What is a “super computer” and what can it do?

1.53K views

What is a “super computer” and what can it do?

In: Technology

9 Answers

Anonymous 0 Comments

A super computer is just a big powerful computer.

In the 60-70’s super computers were single powerful computers like the famous CRAY-2. The appearance of the CRAY-2 is quite distinctive and is still used as the symbol to represent super computers to this day. This was the era of mainframe computers where a single computer was shared between everyone in a building using terminals. The idea of individual PCs on everyone’s desk hadn’t been figured out yet.

While today what we call a super computer is in fact a cluster of 100’s of regular servers working together as a single machine. If you walked into a server room with a super computer in it you probably wouldn’t recognize it as such, it just looks like any other server room full of identical rack mounted servers.

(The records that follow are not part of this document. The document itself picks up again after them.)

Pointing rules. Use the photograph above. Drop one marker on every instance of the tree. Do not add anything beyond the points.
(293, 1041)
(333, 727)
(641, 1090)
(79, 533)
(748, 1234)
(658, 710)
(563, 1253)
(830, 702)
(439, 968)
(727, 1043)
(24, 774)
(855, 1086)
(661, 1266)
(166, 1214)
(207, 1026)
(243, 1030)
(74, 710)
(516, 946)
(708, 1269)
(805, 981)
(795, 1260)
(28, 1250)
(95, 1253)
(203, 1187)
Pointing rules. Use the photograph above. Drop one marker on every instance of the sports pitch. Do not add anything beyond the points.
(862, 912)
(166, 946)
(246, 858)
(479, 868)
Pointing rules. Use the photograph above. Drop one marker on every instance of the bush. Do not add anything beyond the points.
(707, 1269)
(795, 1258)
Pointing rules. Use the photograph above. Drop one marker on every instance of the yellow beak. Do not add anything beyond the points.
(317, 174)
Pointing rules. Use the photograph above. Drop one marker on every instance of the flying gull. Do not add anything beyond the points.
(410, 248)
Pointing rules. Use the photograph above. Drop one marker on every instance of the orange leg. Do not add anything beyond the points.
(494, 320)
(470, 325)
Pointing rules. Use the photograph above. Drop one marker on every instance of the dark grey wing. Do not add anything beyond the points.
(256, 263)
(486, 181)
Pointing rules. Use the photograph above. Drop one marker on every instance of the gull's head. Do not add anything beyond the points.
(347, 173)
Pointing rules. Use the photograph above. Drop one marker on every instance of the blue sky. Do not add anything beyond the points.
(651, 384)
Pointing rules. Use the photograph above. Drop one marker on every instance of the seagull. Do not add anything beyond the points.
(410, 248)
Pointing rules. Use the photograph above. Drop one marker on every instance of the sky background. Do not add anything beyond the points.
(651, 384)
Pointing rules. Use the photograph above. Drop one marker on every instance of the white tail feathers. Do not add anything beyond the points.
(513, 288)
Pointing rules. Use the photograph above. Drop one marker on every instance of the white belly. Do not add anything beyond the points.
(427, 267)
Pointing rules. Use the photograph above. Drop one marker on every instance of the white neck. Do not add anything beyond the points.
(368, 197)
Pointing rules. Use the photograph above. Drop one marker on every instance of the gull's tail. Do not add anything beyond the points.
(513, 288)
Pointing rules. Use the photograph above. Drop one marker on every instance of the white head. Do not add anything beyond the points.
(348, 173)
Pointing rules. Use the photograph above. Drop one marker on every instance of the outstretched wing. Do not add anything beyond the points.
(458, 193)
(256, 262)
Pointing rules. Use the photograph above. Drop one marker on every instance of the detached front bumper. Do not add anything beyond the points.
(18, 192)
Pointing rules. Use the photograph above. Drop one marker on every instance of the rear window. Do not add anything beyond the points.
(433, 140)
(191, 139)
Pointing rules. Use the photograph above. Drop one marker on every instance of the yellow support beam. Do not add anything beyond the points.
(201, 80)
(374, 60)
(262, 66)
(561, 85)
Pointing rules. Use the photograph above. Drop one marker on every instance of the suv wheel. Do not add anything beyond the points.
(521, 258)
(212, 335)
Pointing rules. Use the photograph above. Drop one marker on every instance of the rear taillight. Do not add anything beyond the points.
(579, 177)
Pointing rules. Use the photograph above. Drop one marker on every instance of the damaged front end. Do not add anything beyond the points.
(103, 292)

Such a computer uses distributed processing, meaning that a task is broken up into smaller pieces by a command and control server and distributed to individual ‘nodes’. This way a super computer can spread out the workload of a large mathematical problem across the nodes and perform the work much much faster than on an individual machine.

Super computers are used to process very large mathematical models like calculating the trajectory of millions of theoretical stars around a galaxy of the period of millions of years.

Running such models while tweaking the variables gives us ~~incite~~ insight into the nature of things like gravity.

At a fundamental level though the individual nodes are just powerful servers with the same types of CPUs and memory as your PC. So they could theoretically do anything your PC at home does, just a lot faster.